All of lore.kernel.org
 help / color / mirror / Atom feed
From: Petr Vorel <pvorel@suse.cz>
To: ltp@lists.linux.it
Subject: [LTP] [PATCH v2] tst_test: using SIGTERM to terminate process
Date: Fri, 17 Sep 2021 13:03:00 +0200	[thread overview]
Message-ID: <YUR15AMqM4qEYXpV@pevik> (raw)
In-Reply-To: <YUR1K7XE3QmTFxT7@yuki>

> Hi!
> > > > I managed to reproduce this in dash. I bet that this is a bug where
> > > > signal handler inside dash is temporarily disabled when we install the
> > > > trap and if we manage to hit that window the signal is discarded. At
> > > > least that is my working theory. After I've installed debug prints, in
> > > > the cases where it hangs the signal was sent just before have installed
> > > > the trap. And in some cases when the signal arrives the timer process is
> > > > killed but the trap is not invoked. So it really looks like signal
> > > > handling in dash is simply broken.
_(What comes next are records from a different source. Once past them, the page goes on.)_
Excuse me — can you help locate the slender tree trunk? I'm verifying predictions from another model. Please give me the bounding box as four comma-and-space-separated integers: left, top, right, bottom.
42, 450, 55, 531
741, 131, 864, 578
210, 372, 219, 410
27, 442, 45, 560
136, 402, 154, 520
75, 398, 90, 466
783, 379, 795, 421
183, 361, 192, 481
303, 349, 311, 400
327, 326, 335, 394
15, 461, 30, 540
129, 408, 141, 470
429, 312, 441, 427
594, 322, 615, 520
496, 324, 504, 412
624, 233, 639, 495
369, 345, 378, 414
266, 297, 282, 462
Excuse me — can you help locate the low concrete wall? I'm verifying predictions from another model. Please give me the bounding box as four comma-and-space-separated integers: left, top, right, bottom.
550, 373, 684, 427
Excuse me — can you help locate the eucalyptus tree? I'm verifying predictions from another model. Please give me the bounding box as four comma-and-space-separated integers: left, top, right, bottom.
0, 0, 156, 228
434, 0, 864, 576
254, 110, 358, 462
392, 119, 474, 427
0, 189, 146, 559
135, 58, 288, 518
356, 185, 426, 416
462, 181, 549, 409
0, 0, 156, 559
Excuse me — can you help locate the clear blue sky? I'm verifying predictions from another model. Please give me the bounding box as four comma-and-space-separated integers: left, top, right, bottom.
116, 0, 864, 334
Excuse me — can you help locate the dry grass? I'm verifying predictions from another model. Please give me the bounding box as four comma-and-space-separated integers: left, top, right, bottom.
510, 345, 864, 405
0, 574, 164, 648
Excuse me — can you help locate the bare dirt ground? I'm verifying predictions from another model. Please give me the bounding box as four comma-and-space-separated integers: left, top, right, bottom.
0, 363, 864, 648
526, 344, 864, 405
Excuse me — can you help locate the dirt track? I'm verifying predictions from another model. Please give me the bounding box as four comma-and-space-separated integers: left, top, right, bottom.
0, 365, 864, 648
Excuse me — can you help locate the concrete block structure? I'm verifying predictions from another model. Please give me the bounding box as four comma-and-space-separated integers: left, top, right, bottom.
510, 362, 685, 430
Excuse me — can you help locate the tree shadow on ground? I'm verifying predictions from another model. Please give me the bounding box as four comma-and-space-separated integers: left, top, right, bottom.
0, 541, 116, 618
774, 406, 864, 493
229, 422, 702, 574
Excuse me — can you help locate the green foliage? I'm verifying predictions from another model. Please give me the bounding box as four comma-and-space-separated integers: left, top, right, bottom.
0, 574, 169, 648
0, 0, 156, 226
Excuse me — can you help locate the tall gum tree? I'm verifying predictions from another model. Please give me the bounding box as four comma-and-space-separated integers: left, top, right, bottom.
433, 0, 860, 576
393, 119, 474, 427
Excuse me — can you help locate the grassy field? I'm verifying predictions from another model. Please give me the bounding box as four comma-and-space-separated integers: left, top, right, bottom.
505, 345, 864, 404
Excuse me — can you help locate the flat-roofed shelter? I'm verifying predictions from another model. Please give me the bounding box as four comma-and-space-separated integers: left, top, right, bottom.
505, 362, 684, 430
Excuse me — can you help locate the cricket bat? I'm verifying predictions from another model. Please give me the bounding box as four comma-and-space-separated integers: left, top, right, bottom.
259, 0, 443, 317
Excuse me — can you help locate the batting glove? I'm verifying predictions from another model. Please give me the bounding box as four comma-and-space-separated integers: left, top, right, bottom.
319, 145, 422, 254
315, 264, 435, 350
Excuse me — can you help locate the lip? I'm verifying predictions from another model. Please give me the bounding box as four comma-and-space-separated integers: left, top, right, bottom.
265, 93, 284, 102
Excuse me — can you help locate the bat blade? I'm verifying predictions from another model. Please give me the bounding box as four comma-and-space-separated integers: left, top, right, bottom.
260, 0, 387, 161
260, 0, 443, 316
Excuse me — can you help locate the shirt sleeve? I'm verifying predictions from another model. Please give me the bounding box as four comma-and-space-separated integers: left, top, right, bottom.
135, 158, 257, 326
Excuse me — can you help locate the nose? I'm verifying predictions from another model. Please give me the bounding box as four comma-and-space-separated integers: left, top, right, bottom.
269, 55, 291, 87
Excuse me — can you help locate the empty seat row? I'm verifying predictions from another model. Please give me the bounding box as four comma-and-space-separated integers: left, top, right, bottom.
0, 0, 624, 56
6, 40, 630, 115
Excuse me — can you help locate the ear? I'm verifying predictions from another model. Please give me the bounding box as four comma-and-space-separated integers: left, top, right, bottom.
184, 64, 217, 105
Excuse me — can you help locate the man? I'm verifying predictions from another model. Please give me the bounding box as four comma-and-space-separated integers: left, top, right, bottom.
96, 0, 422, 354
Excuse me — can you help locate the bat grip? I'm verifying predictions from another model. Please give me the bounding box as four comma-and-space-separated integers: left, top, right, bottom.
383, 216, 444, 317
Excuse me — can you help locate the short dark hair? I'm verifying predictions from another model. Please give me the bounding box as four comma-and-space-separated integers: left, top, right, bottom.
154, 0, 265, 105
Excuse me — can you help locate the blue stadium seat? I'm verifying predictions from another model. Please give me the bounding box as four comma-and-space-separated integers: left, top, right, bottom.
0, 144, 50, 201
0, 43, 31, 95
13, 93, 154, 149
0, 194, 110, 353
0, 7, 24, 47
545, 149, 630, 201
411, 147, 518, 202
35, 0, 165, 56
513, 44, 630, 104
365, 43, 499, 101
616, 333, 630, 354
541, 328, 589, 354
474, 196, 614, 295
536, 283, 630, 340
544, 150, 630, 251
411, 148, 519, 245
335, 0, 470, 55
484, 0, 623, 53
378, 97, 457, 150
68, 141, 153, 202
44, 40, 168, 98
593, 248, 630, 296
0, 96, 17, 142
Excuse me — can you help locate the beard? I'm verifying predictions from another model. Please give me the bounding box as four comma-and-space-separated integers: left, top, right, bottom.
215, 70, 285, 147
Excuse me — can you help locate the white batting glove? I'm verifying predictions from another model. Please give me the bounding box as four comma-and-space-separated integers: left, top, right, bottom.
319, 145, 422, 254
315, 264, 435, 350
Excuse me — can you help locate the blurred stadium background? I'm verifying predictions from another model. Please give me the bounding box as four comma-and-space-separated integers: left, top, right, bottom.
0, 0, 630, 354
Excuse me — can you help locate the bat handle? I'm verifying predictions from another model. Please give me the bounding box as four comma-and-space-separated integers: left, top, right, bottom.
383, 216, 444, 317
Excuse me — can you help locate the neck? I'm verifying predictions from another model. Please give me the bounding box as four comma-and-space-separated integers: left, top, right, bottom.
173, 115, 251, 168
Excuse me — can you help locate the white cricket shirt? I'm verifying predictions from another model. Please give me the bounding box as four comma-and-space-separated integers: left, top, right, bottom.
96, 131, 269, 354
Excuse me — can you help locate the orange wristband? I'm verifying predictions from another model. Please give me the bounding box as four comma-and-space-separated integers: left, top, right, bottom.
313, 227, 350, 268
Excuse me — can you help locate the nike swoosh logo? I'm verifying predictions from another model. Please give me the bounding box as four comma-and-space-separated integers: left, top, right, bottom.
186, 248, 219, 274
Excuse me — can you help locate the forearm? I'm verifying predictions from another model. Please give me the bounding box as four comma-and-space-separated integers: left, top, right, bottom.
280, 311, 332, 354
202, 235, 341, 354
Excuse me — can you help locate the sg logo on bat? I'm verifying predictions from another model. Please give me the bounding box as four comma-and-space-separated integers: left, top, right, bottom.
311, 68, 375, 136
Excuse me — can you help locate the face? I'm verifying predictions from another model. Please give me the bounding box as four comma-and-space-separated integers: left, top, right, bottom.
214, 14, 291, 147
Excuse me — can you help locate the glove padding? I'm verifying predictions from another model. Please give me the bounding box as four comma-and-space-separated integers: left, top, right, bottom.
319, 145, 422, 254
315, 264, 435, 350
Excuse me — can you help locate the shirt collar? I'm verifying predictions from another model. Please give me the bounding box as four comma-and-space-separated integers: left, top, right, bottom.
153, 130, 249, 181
Not sure what we can do about bugs
> > > > like this apart from switching to a real programming language.
> > Which version of bash and dash are you testing on?

> > > Thanks for the debugging. *bash* is also affected, at least some releases.
> > > I reproduced it also on some older SLES, with bash 4.4.
> > dash 0.5.11.4 and 5.1.8 on my Tumbleweed laptop are OK.

> > I tested it on various my VM:

> > dash *failing*: 0.5.8 (SLES), 0.5.11.3 (Tumbleweed), 0.5.11+git20200708+dd9ef66-5 (Debian), 0.5.7-4+b1 (Debian)
> > dash *OK*: 0.5.11.2 (SLES 15), 0.5.10.2 (CentOS)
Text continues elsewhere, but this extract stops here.